In the mining sector an uninspiring update from Kazakhmys led to a bout of profit-taking, which for some traders is not coming soon enough. The broker Seymour Pierce advised clients to sell the stock, saying it is worth only 674p. It closed at 867p, down 18p.

Transport was in focus in the mid caps as the US broker Morgan Stanley downgraded Stagecoach and upgraded its rival First Group. It told clients it believes Stagecoach may be in danger of losing its rail franchise as First Group raised its dividend by 10 per cent. Morgan Stanley's worst-case scenario price target for Stagecoach is 79p.
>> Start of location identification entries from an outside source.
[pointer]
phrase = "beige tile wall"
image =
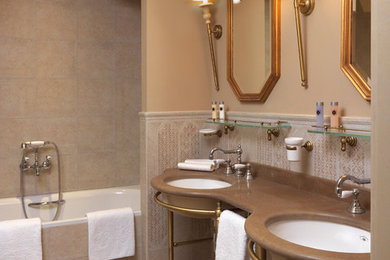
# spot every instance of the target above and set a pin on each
(70, 73)
(170, 137)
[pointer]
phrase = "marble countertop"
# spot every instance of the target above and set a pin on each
(276, 194)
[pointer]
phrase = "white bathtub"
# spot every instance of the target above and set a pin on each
(77, 204)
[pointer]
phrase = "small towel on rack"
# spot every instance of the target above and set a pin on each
(111, 234)
(231, 237)
(21, 239)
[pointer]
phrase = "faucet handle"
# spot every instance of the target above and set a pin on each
(249, 175)
(229, 169)
(239, 167)
(346, 194)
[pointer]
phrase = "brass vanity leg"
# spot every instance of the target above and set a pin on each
(170, 234)
(217, 215)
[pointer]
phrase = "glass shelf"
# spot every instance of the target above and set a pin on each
(263, 125)
(341, 132)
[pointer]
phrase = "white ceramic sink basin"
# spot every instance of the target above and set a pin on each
(323, 235)
(199, 183)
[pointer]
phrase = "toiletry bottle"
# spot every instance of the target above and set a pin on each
(320, 114)
(334, 117)
(214, 110)
(221, 111)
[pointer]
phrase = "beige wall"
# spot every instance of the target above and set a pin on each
(380, 199)
(176, 72)
(322, 32)
(69, 73)
(178, 67)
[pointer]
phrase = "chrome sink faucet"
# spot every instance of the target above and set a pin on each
(237, 151)
(355, 207)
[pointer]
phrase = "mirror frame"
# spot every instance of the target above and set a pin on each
(275, 62)
(346, 52)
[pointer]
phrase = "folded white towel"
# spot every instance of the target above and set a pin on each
(21, 239)
(231, 238)
(111, 234)
(207, 167)
(205, 161)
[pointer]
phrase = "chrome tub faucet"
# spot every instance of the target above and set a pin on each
(355, 207)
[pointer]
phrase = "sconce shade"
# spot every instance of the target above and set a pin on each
(204, 2)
Its shares closed down a penny to 112p, while First Group rallied 4.25p to close at 404.75p.

In the small caps, traders were watching Circle Oil as rumours did the rounds that the company is about to sign a major deal in Iraq, although the price fell a penny to close at 35.25p. Some traders believe a deal in Iraq could add 40p to the company's value. One market maker said: "We aren't just seeing retail buyers get into this stock. There are quality institutional buyers looking to pick it up as well."

The AIM-listed Caspian Holdings, which saw heavy volume as 9.6 million shares changed hands, had traders excited after saying it had started to export oil from its facility in western Kazhakstan. The news sent its shares rocketing to close up 6.88p at 25.87p - the biggest riser on the UK market.